The gastropoda are a very large and diverse group, with a rotated visceral hump, so that the mantle cavity faces forwards but the anus and kidneys discharge anteriorly. They have a well-developed crawling foot, and a well-defined head bearing a radula, a pair of jaws, a pair of eyes and one or more pairs of sensory tentacles. In total, the gastropoda includes 77,000species of slug- or snail-like molluscs, distributed between 23 orders. The class bivalvia are essentially laterally compressed molluscs completely enclosed within a pair of shell valves. They are relatively sedentary, and the head is greatly reduced, without the radula, eyes and tentacles. The two sides of the shell open passively with an elastic dorsal ligament, but must be kept closed actively, using two adductor muscles. The relaxation of the adductor muscles allows a water current to be pulled through the cavity, and species that burrow into soft sediment have their foot slightly sticking out of their shell. In the primitive forms, the ctenidia serve mainly the ancestral gas exchange function, and feeding is achieved by means of labial palps situated either side of the mouth. However, in the majority of species the ctenidia ate folded to form the organs of filter feeding.

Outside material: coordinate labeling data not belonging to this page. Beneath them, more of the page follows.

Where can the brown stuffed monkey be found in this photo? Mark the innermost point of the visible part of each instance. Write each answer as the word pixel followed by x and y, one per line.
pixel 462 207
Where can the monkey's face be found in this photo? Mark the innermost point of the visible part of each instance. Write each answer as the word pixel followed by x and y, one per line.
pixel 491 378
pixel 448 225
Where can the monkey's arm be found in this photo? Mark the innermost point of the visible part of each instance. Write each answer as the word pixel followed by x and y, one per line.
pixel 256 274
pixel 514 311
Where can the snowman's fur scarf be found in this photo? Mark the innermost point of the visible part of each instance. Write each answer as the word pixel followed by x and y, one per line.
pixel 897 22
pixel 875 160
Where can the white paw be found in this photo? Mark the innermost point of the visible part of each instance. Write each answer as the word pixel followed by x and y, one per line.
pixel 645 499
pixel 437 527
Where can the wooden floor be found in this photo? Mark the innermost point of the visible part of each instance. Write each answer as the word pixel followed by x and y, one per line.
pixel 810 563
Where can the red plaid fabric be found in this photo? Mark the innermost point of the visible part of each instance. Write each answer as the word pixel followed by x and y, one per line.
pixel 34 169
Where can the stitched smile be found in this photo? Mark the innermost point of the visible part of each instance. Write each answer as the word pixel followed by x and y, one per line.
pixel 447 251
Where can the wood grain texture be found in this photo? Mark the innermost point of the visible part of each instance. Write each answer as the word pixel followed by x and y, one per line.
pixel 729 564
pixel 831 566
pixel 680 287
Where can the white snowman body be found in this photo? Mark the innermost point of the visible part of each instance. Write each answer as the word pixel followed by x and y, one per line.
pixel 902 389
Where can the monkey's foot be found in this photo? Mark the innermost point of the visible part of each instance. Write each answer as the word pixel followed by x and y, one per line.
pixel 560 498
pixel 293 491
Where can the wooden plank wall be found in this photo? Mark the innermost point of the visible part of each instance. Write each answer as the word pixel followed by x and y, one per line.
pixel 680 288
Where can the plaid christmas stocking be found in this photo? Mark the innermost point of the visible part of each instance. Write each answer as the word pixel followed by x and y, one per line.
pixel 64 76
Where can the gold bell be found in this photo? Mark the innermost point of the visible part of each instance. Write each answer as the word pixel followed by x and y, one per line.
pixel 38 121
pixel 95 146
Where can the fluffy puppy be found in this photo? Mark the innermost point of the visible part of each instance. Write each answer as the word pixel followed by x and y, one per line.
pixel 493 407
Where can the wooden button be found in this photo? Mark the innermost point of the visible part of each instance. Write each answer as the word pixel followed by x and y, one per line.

The scaphopoda, or tusk-shells, are elongate, cylindrical molluscs almost entirely enclosed by the mantle, which secretes a single, tubular, calcareous shell, open at each end. They lack eyes and sensory tentacles, but have a radula, a single median jaw, and paired clusters of narrowed, clubbed contractile filaments called the captacula, used for deposit feeding. The cephalopods are the most sophisticated class of molluscs. The anterior region of the embryonic foot develops into a series of prehensile arms or tentacles around the mouth, and the posterior portion forms a muscular funnel around part of the opening of the mantle cavity, which can take in and forcibly expel water to provide movement for the animal. They, like the gastropods, are elongated in the dorsoventral plane. Prey is caught by the arms, but many cephalopods are large animals catching large prey that have to be macerated by a pair of beak-like jaws before worked on by the radula. The nautiloidea have a single, external planospiral shell, only the last chamber of which is occupied. The coleoidea however show a marked reduction in shell (which is often lost) and are much more proficient swimmers. They also possess a closed blood system and a highly concentrated nervous system, which includes well-developed eyes.
Despite the diversity I have just discussed, it is from roughly the animal described in the first few paragraphs of this essay, adapted from the flatworm but with the addition of a shell, gills, and improved feeding apparatus, which most modern molluscs developed from. There are currently many diverse species of mollusc, but all share characteristics that link them back to this animal – a specialised worm.